It’s not the most interesting part of football, but the Detroit Lions are going to have to make some decisions on special teams this offseason. Their long snapper, punter, and one of their kickers are all not currently under contract for 2022. While most of those decisions are going to be easy—they’re all exclusive-rights free agents who are easy to re-sign—there are other choices Detroit will have to make that will impact their special teams unit.
We’ve already talked about Jalen Reeves-Maybin, a special teams mainstay who is starting to realize his value on defense. But there are a few players like him who are more specialized in their current roles.
Enter safety C.J. Moore. He has been a special teams staple for three years in Detroit now. Facing free agency for the first time now, is Moore ready to look for an expanded role? Is he too irreplaceable for the Lions on special teams? And what is the going rate for a four-phase special teamer.
Let’s take a closer look in our 2022 Detroit Lions free agency profile.
Catch up on our free agent profiles with our previous entries here: Tracy Walker, Charles Harris, Jalen Reeves-Maybin, Alex Anzalone, Josh Reynolds, KhaDarel Hodge, Nick Williams, Dean Marlowe, Kalif Raymond, Shaun Dion Hamilton, Tim Boyle, Tyrell Crosby, Joel Heath, Evan Brown, and David Blough.
Expectations heading into 2021
After a year spent almost exclusively on special teams in 2020, the expectation was more of the same for Moore. Obviously, with a change in coaching staff—including special teams coordinator—Moore was going to have to earn his keep all over again. But with two years of solid special teams production already on his resume, his role there seemed safe.
As for defensively, there wasn’t much of an opportunity to compete.
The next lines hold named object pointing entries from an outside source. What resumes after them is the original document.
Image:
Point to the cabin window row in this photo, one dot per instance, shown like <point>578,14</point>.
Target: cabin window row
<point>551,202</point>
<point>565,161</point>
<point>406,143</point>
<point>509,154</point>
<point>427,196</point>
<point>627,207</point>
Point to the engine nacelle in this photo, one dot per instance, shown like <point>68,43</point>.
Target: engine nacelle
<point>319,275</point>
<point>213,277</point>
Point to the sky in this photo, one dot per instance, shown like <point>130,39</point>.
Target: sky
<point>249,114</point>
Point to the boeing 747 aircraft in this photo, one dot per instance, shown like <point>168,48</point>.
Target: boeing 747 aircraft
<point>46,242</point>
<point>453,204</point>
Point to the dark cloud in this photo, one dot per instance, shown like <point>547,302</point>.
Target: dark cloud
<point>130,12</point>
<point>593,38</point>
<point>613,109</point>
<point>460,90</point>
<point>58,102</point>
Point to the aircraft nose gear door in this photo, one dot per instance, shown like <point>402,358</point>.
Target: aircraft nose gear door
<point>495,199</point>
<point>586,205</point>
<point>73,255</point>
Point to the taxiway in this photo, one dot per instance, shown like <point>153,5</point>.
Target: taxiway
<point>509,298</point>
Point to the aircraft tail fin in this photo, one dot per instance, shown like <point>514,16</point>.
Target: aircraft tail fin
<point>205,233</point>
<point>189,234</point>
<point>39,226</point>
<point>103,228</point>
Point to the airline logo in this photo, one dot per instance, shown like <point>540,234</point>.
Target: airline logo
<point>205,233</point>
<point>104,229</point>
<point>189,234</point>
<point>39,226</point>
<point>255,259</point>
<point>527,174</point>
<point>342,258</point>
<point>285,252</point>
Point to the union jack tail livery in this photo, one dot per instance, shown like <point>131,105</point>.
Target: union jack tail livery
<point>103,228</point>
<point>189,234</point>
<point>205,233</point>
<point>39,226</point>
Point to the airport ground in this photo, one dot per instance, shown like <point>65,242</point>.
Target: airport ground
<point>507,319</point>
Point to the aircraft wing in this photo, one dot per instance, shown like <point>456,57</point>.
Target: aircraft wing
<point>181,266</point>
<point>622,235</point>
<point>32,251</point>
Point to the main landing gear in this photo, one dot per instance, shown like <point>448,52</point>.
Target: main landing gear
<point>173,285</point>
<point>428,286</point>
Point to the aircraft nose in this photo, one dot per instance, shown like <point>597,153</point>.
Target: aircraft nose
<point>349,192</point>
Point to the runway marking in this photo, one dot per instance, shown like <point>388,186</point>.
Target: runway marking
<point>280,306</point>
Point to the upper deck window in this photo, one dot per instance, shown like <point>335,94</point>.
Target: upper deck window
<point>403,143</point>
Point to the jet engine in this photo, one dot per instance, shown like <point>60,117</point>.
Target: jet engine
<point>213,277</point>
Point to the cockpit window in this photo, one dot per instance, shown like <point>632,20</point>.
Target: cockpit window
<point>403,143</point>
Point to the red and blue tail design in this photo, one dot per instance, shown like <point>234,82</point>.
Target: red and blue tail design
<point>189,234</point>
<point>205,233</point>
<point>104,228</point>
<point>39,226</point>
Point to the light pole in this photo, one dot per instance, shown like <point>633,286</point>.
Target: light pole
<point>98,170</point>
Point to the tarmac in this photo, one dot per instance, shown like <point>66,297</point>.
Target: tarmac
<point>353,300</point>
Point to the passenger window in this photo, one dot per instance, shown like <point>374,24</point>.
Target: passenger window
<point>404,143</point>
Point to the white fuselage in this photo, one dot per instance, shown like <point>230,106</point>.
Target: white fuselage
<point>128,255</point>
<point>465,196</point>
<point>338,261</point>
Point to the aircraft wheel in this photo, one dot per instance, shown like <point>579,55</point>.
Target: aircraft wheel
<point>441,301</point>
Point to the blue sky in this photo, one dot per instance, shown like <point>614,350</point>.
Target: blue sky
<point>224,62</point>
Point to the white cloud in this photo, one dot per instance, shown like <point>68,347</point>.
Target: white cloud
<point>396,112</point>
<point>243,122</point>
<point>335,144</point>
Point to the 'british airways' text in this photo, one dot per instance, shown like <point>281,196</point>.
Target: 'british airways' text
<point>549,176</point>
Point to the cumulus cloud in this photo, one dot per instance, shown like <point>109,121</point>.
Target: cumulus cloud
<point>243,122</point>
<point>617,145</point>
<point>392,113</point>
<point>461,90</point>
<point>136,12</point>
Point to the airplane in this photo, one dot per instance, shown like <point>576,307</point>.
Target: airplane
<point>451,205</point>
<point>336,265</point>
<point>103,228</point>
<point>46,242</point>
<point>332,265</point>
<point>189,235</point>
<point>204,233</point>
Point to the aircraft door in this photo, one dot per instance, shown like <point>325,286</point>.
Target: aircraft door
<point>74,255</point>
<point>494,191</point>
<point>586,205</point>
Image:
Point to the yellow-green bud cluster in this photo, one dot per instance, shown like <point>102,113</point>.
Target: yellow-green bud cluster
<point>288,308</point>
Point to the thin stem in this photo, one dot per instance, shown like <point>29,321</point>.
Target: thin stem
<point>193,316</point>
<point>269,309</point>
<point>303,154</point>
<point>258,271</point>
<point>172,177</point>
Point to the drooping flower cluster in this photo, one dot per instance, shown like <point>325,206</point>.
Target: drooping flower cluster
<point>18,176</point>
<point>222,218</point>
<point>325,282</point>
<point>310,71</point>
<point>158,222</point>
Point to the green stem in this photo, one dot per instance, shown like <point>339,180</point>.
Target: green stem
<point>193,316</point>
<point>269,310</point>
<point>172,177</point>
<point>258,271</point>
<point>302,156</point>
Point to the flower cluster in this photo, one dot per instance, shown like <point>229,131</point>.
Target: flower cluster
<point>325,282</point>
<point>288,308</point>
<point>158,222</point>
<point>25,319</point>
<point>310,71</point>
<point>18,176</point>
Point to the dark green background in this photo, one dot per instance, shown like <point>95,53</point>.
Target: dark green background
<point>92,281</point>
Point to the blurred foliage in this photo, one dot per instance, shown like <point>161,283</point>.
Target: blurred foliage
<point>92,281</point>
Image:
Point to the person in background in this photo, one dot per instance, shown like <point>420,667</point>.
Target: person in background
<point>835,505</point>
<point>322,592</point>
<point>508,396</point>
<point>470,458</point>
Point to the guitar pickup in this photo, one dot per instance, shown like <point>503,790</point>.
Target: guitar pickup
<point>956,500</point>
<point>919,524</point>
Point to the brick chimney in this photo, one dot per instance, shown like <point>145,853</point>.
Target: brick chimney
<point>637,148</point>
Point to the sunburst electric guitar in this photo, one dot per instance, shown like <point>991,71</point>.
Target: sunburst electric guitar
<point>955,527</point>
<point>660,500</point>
With Tracy Walker and Will Harris returning, plus the free agent addition of Dean Marlowe, Moore was clearly headed for a reserve role in 2021.
Actual role in 2021
17 games (1 starts): 22 tackles, 1 INT
PFF grade: 82.6 on special teams (26th of 218), 59.2 on defense
Moore met expectations in just about every way. He played more special teams snaps than all but one player (Anthony Pittman) as a four-phase player. He tied for second on the team with eight special teams tackles.
But he actually played on defense quite a bit, too. When the Lions' defensive backfield got beat up and they had to move Harris to nickel corner, Moore played as the third safety in the lineup. When Walker was dealing with COVID-19, Moore got his first career start against the Arizona Cardinals in a 30-12 victory.
A few games later, Moore notched his first interception.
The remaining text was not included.